Abstract

The hypothesis that increased heart muscle contractility leads to HCM and reduced contractility leads to DCM is based mainly on studies on myosin motor proteins. This hypothesis predicts that a change in cardiac actin (ACTC) may impact muscle contractility. To test this prediction, we determined the interactions between myosin and 8 of 16 ACTC mutant proteins that are known to cause hypertrophic or dilated cardiomyopathy. R312H showed a decreased actin-activated S1 ATPase rate (13.1±0.63 μM/min) compared to WT (15.3±1.58 μM/min), whereas the rate with E99K was significantly higher (20.1±1.46μM/min). In vitro motility assays were performed with varying ATP concentrations. E99K exhibited increased KM (0.086±0.02 μM) compared to WT (0.068±0.02 μM). E99K demonstrated a significantly decreased Vmax (1.93±0.1 μm/sec) compared to WT (3.31±0.12 μm/sec).
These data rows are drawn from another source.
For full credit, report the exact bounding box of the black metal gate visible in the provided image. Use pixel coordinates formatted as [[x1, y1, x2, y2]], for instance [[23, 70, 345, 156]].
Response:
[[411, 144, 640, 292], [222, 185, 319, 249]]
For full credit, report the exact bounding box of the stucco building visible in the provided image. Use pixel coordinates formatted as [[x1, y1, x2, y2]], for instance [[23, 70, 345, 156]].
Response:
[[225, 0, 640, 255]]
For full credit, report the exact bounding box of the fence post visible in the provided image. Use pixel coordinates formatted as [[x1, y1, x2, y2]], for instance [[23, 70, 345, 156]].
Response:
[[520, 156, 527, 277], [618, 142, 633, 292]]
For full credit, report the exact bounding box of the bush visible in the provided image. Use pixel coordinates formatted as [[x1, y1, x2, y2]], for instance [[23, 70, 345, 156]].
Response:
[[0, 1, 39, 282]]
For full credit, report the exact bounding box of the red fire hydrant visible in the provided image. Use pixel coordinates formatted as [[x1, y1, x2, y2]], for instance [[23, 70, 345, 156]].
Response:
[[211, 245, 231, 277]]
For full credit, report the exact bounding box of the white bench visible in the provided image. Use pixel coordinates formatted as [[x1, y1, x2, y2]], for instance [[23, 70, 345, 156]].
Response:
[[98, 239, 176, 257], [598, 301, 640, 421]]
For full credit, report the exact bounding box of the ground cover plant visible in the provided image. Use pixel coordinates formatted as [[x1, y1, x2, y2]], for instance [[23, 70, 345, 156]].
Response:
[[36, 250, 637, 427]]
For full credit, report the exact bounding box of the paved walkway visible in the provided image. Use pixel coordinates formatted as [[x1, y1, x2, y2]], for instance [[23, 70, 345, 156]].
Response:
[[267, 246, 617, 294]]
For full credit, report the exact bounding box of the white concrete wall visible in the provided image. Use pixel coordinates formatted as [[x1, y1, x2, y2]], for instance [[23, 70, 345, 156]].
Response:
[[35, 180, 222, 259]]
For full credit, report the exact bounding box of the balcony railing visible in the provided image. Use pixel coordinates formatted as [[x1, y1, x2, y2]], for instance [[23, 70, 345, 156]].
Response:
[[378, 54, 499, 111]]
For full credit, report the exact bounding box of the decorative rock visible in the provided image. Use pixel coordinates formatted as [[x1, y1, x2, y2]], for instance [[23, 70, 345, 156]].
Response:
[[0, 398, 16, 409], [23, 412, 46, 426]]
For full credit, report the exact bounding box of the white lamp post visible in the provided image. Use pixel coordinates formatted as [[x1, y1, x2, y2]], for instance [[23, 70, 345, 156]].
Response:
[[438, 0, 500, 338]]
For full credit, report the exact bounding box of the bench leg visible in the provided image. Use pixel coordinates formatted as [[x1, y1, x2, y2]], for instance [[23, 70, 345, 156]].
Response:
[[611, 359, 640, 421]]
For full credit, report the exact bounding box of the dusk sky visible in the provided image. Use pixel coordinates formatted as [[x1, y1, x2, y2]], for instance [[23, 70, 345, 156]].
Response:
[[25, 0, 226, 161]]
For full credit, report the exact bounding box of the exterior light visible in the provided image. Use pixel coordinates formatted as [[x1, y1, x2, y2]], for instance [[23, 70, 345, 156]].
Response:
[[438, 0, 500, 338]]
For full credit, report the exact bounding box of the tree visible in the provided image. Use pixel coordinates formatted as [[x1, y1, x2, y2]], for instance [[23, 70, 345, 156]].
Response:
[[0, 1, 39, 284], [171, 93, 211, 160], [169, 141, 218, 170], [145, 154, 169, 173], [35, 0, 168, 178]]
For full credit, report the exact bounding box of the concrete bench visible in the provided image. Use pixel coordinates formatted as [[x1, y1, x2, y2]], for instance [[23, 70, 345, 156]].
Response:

In contrast, M305 had a similar KM (0.088±0.01 μm/sec) to E99K, but its Vmax (3.39±0.11μm/sec) was similar to WT. Based on a 5 nm myosin step size, we calculated a duty ratio of about 0.04 for WT and most mutant actins; however, the duty ratio was twice as high for E99K. With thin-filament extracted and reconstituted muscle fibers with E99K, a slight, but significant increase in Ca2+sensitivity (ΔpCa=0.11±0.04) was observed; consequently tension was slightly larger than that of WT for pCa ranging 5.6-6.0, without changing maximum tension at pCa 4.66. These experiments suggest that the primary change with the E99K actin mutant is enhanced ATP usage and increased tension at partial activation, which lead to HCM.